Chanté une seule fois dans l’année

Pour Susan Baddeley, maître de conférences en culture britannique, il n’y a pas de quoi dramatiser. Bien que ces chansons sont en prise directe avec un passé colonial et le triomphalisme de cette époque, leur place dans la culture collective n’est pas si importante que les BBC Proms pourraient le laisser supposer. Ni enseignées ni chantées à l’école, elles sont en réalité très peu présentes dans l’espace public. Seuls les refrains de ces deux chants sont connus par les Britanniques. 

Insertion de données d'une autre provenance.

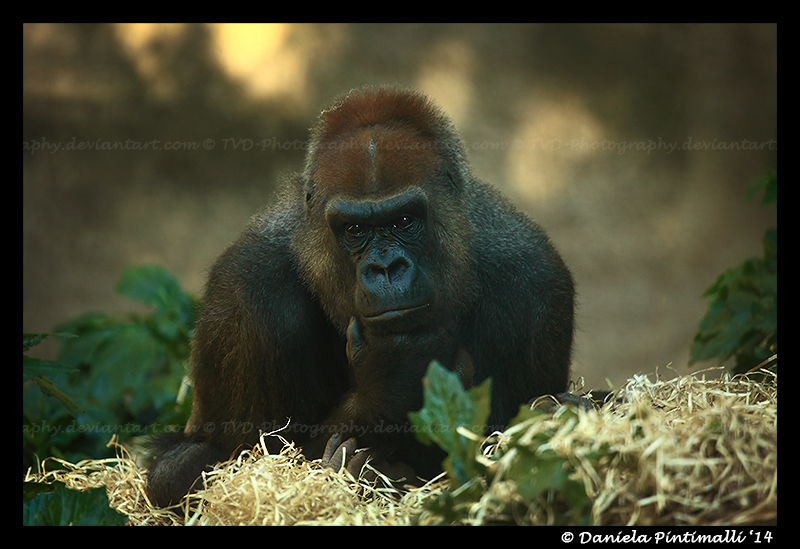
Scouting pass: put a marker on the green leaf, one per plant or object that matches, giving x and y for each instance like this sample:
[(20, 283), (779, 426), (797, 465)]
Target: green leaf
[(64, 507), (448, 408)]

Alors pourquoi une telle polémique ? « Pour les jeunes générations, ces chansons semblent de plus en plus désuètes », explique Susan Baddeley. Quasiment disparues, en-dehors des Proms, ces deux pièces sont aujourd’hui pointées du doigt par les militants du mouvement Black Lives Matter, comme des statues de colonialistes ou amiraux de la Navy l’ont été. Avec la puissance de l’écho des réseaux sociaux, ce débat a conquis toute la société britannique, des plus jeunes, très actifs sur les réseaux sociaux, aux plus anciens, alertés par la polémique grâce à la récupération politique, notamment de la droite conservatrice. La BBC a donc tranché : pas de « gommage » de l’histoire, les chansons seront jouées. « En même temps, sans ces deux chansons, la « Last Night » n'a guère de sens. C’est un peu comme avoir le 14-Juillet sans les défilés militaires… », conclut Susan Baddeley.